Faire moins automatique, faire plus juste
Notre échiquier IA est donc moins un outil de productivité qu’un levier de qualité. Il nous permet d’être plus rapides, oui, mais surtout plus précis, plus cohérents et plus exigeants dans l’accompagnement de nos clients.
Après quelques mois d’accompagnement, par exemple, nous pouvons challenger la ligne éditoriale mise en place : les contenus servent-ils toujours les bons objectifs ? Certaines idées plaisent-elles surtout en interne, sans créer d’engagement réel côté communauté ? La marque reste-t-elle cohérente dans ses prises de parole ? La communauté répond-elle positivement ?
Ce travail existe déjà, bien sûr, mais il demande de rassembler beaucoup de matière. Avec l’échiquier IA, cette première phase est plus structurée.
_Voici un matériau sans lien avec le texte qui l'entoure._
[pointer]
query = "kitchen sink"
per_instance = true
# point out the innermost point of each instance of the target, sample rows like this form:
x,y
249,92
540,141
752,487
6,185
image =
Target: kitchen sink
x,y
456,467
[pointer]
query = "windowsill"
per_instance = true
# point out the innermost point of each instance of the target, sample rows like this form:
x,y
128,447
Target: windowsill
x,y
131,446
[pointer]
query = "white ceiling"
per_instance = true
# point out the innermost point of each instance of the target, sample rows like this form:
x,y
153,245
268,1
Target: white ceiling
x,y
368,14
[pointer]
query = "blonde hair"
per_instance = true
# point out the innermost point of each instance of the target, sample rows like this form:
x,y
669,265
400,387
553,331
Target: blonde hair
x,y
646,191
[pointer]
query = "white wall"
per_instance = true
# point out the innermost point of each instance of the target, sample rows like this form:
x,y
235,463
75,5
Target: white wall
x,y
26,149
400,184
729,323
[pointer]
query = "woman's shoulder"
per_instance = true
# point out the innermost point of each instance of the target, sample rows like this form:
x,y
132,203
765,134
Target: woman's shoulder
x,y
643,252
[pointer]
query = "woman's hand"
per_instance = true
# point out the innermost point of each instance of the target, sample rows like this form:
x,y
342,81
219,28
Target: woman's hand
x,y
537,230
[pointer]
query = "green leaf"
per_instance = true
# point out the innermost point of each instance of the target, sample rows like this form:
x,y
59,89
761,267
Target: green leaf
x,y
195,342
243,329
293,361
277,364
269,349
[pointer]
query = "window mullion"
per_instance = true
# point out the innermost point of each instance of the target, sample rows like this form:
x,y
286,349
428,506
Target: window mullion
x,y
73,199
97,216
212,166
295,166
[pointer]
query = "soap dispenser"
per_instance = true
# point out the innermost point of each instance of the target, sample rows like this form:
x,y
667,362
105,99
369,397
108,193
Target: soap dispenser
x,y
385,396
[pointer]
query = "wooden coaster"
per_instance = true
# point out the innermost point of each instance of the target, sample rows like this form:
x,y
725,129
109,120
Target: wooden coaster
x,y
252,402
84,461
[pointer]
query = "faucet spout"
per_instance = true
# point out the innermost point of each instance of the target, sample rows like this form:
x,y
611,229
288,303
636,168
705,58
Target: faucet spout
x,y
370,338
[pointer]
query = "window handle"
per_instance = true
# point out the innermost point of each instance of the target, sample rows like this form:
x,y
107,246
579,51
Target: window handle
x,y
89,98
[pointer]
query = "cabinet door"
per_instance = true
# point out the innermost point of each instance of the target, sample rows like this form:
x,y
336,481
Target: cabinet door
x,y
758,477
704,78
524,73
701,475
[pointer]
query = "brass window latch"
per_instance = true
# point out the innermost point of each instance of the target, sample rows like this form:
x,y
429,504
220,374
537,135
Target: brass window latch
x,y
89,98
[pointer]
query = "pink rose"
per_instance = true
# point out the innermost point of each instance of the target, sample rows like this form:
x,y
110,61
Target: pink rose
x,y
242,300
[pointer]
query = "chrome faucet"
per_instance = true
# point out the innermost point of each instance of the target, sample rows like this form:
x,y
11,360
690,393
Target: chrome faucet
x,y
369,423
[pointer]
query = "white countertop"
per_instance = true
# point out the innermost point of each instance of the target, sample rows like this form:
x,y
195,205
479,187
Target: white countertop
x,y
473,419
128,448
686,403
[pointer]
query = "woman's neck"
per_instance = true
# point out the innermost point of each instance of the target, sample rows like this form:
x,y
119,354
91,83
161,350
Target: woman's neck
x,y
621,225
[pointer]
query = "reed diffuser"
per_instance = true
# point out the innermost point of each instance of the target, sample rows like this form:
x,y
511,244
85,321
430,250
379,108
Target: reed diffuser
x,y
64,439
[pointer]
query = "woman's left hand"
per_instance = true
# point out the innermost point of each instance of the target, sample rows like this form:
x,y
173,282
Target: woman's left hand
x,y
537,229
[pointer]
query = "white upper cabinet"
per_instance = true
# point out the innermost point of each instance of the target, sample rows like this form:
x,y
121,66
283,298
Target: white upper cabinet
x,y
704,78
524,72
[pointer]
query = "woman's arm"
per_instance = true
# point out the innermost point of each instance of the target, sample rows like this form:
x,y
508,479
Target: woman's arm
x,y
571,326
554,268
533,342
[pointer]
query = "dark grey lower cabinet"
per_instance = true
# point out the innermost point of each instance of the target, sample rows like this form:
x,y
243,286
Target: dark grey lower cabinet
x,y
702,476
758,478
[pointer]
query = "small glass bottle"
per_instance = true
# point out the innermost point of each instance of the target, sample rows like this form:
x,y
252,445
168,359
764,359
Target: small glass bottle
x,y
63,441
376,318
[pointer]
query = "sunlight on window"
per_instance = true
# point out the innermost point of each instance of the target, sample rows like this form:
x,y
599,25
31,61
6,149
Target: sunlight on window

L’équipe ne part donc ni d’une page blanche, ni d’une simple impression. Elle part d’une matière organisée, qui lui permet d’aller plus vite vers les vraies questions stratégiques : comprendre pourquoi certains contenus performent, décider ce que la marque doit assumer, faire évoluer ce qui doit l’être, abandonner ce qui n’apporte plus assez, puis formuler un cap éditorial clair.
C’est cette approche qui nous semble aujourd’hui la plus pertinente : ne pas utiliser l’IA pour industrialiser le social media, mais pour mieux le penser. Mieux comprendre les marques, mieux garder le fil, mieux apprendre de ce qui a été fait, et transformer cette intelligence collective en recommandations utiles.
Finalement, notre ambition est simple : utiliser l’IA pour remettre le temps, la mémoire et le discernement au service de ce qui compte vraiment, des marques plus justes dans leurs prises de parole et des communautés avec lesquelles elles créent une relation durable.